Jakarta Police chief Insp. Gen. Makbul Padmanagara claimed
that a broken close-circuit television camera near the blast site
had hampered the investigation.
"One of the cameras close to the blast site was out of order,"
said Makbul.
Commenting on a black cap found at the blast site, Makbul said
the police had failed to identify its owner.
Police have questioned more than 10 witnesses.
Makbul said that it was difficult to obtain clues from the
fingerprints found at the blast site because it was a busy area
and many had been found.
Effendi, the technical operations manager of airport
management firm PT Angkasa Pura II, told The Jakarta Post on
Tuesday that the domestic terminal was often teeming with people.
He said that 11,000 to 12,000 passengers departed on domestic
flights every day. About 7,000 of them depart from Departure
Terminal F, where the explosion occurred.
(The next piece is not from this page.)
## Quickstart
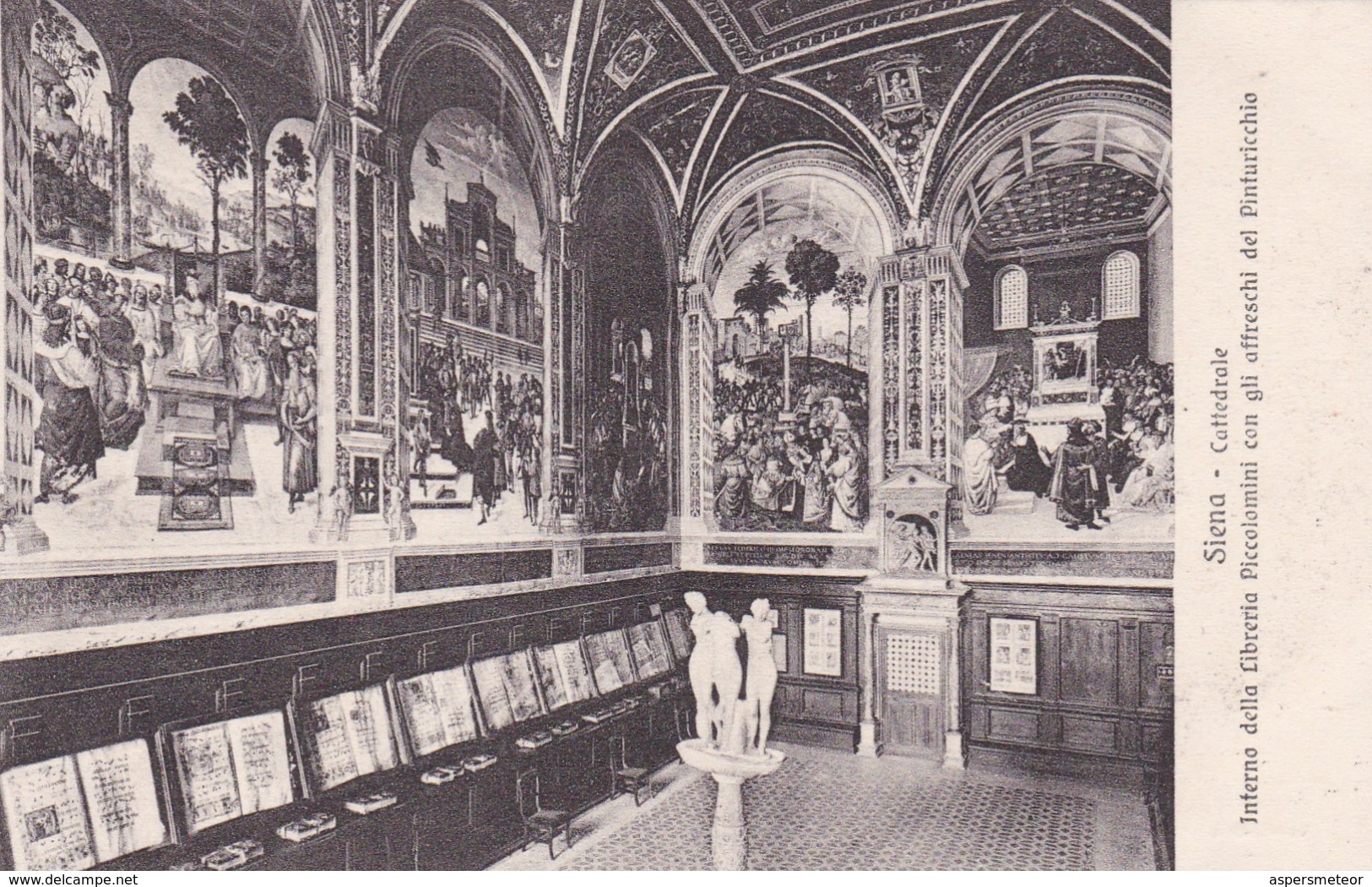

The police have vowed to tighten security at the airport.
Separately, chief of the National Police Criminal
Investigations Directorate Comr. Gen. Erwin Mappaseng said that
there were indications that the bombings at the airport, behind
the UN office in Jakarta and at Medan City Hall were planned by
the same people.
"From the facts we gathered from the crime scenes, we assume
that the bombings were executed by the same person(s)," he said
on the sidelines of the opening ceremony of the second Bali
Ministerial Conference on People Smuggling, Trafficking in
Persons and Related Translational Crime.
He shared the opinion of National Police chief Gen. Da'i
Bachtiar that the Free Aceh Movement (GAM) could be behind the
explosions.
He also stressed that the police did not find any similarities
between the explosion in Bali and the three other explosions.
A criminologist from the University of Indonesia, Erlangga
Masdiana, warned the police not to dismiss the possibility that
the bomb attacks at Soekarno-Hatta Airport and other places could
have been committed by different groups.
"The police must be professional and uncover the brains behind
the string of bombings in the country, not only the executors but
also the masterminds," said Erlangga.
Otherwise, Erlangga said, explosions would continue
nationwide.
Erlangga warned that if the police failed to solve the
bombings, the public would become desensitized to violence and
terror.
"It's really alarming as people will become desensitized to
violence or the threat of terror," Erlangga said.
If the public were to become apathetic toward violence and
terror, Erlangga said, it could create a breeding ground for
anarchy.
The airport bomb was the fourth explosion in the capital this
year. In addition to the one behind the UN office, two low-yield
devices exploded in February this year: one at Wisma Bhayangkari
at the National Police Headquarters in South Jakarta and another
in an empty field in Cakung, East Jakarta.